TIFF 2022 | Critique : Atlantide

Daniele est un jeune homme de Sant’Erasmo, une île aux abords de la lagune de Venise. Il se débrouille pour gagner sa vie. Autour de lui, les autres garçons sont occupés par le culte qu’ils vouent au barchino (bateau à moteur). Daniele, lui aussi, rêve de barchino et de vitesse…

Atlantide
Italie, 2021
De Yuri Ancarani

Durée : 1h44

Sortie : –

Note :

PARADIS PERDU

Daniele, la vingtaine, vit sur une île champêtre à la périphérie de la lagune de Venise. Son quotidien sans histoire (aider aux champs, trainer avec les potes, draguer…) se déroule dans ce lieu pourtant presque irréel, un chapelet d’îlots luxuriants posés sur une mer sans limite, où l’on vit presque davantage sur l’eau que sur terre. Dans ce coin qui semble ne figurer sur aucune carte, la Cité des Doges n’est qu’une lointaine silhouette à peine reconnaissable à son Campanile, et les arrêts de vaporetto laissés à l’abandon ne risquent pas de voir débarquer le moindre touriste. C’est comme si pour ces jeunes, entièrement occupés à leur hédonisme, le monde réel et contemporain n’était qu’un vague écho au loin.

Dans cette bulle presque sortie d’un Miyazaki, Daniele et ses amis trainent leur farniente d’ado.

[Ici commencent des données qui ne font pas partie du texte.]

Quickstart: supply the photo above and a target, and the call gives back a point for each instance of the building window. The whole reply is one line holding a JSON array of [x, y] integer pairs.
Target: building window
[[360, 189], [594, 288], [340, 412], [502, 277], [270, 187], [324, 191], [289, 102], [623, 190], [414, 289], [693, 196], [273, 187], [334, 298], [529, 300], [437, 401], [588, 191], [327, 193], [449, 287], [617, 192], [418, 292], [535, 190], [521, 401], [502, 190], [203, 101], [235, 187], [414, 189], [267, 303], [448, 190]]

Ce ne sont pas les murs qu’ils taguent mais les coques de paquebots titanesque. Ce ne sont pas des courses de motos qui les font vibrer mais celles, tout aussi dangereuses et illégales, des barchini. Ces embarcations locales tunées et pimpées par leurs soins leurs servent autant à narguer les autorités locales qu’à impressionner les filles. Loin des voyageurs, et en cachette des adultes, Daniele et les autres font de ce coin de nature leur terrain de jeu. Un lieu rêvé pour vivre un fantasme de jeunesse idyllique, où l’on fume, rit et fait l’amour sous un ciel rose pétard, où l’on se prend pour des cowboys au soleil couchant, où chaque instant ressemble à une image d’Epinal. Une vie coupée du monde, sans attache et sans lendemain, comme dans une version spring break de Sa majesté des mouches.

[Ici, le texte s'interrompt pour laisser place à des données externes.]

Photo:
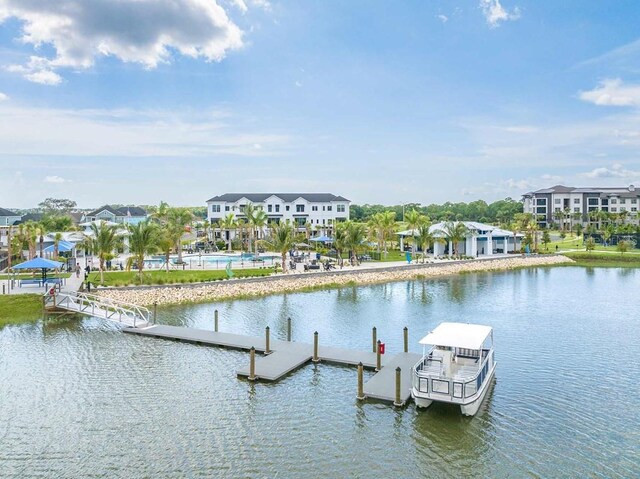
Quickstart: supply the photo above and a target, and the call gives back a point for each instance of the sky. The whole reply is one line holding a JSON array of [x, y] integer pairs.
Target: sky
[[138, 101]]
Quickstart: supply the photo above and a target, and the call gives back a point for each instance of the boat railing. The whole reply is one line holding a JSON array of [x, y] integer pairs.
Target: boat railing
[[457, 388]]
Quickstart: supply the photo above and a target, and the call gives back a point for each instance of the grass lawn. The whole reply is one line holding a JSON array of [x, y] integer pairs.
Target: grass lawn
[[125, 278], [613, 260], [20, 308]]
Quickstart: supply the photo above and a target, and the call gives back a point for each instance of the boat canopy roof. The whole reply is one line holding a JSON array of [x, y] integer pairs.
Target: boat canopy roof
[[458, 335]]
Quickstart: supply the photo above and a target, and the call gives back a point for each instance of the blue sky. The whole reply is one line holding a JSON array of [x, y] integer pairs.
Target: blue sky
[[137, 101]]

Comme dans son précédent film, le déjà formidable The Challenge (présenté à La Roche-sur-Yon en 2016) l’ Italien Yuri Ancarani transforme les rituels quotidiens d’initiations masculines en quelque chose de proprement magique et hypnotisant, grâce à un style unique. Ancarani ne se contente pas de flouter la frontière entre documentaire et fiction, il fait des pas de géants englobant d’autres grammaires visuelles, empruntant au clip, à la photo de mode et à l’art vidéo, pour donner à ses images un pouvoir de fascination sans pareil. Dans ce film quasi dépourvu de dialogues, les images sont en effet le moteur d’une embarcation cinématographique elle-même customisée. Elles sont notre guide dans cette hypnotisante promenade en apesanteur . A nous de plonger dedans.

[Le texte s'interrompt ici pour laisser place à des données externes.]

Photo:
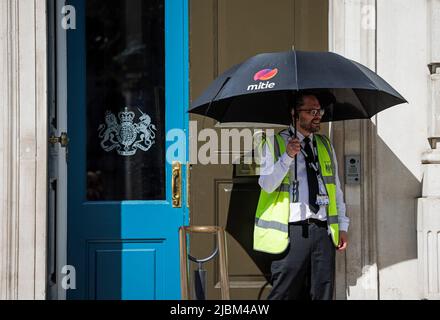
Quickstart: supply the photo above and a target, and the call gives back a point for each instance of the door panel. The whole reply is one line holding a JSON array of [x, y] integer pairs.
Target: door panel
[[127, 67]]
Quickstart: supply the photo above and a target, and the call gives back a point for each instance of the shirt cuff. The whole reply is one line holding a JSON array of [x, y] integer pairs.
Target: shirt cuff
[[286, 159], [343, 226]]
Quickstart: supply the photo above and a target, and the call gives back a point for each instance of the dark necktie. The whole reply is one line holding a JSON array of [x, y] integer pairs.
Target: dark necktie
[[311, 176]]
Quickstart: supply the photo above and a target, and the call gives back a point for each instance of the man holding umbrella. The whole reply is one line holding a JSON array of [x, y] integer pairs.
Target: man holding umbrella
[[305, 264], [300, 217]]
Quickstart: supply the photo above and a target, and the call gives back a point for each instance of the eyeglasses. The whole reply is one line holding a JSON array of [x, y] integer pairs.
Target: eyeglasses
[[314, 112]]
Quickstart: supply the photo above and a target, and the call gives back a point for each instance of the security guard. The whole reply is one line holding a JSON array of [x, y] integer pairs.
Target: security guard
[[301, 222]]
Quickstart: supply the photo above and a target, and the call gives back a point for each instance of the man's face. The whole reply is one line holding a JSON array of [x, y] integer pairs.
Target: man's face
[[307, 121]]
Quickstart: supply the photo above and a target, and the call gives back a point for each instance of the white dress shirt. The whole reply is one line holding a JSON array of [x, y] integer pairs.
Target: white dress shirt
[[271, 176]]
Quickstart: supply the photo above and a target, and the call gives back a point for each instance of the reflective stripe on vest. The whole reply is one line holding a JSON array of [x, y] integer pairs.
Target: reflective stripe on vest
[[272, 215], [327, 167]]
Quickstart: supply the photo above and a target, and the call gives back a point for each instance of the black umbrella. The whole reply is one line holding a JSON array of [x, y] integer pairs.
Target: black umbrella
[[262, 89]]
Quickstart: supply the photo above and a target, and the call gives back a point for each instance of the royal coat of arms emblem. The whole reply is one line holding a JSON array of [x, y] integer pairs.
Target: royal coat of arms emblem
[[127, 137]]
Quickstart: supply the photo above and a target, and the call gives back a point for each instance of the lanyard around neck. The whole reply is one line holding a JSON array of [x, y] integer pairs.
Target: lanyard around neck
[[313, 163]]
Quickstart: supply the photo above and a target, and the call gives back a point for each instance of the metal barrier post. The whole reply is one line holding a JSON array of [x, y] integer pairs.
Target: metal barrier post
[[200, 284]]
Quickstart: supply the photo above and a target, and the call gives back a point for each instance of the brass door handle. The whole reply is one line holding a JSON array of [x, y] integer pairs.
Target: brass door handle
[[63, 140], [176, 184]]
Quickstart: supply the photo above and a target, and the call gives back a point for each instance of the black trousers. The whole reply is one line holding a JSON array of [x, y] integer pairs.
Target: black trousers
[[305, 271]]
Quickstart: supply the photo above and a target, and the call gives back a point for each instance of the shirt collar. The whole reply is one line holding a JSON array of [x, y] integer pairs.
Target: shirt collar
[[299, 134]]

La beauté d’Atlantide finit par donner lieu à poignant vertige. Comme si ce monde-là était trop parfait pour être vrai, trop beau pour exister encore longtemps. Le titre fait référence à la ville de Venise qui menace année après année d’être définitivement engloutie par les eaux, mais c’est surtout le continent perdu de la jeunesse et de l’innocence. C’est peut-être là le sens de la superbe séquence finale, où la caméra pénètre enfin dans les canaux vénitiens, et où une présence spectrale parait planer avec mélancolie sur la ville. Le passé et le présent se superposent alors sans se rencontrer, la jeunesse passe comme dans un rêve et disparait sans rien déranger des vestiges autour d’elle, comme s’il elle n’avait jamais existé.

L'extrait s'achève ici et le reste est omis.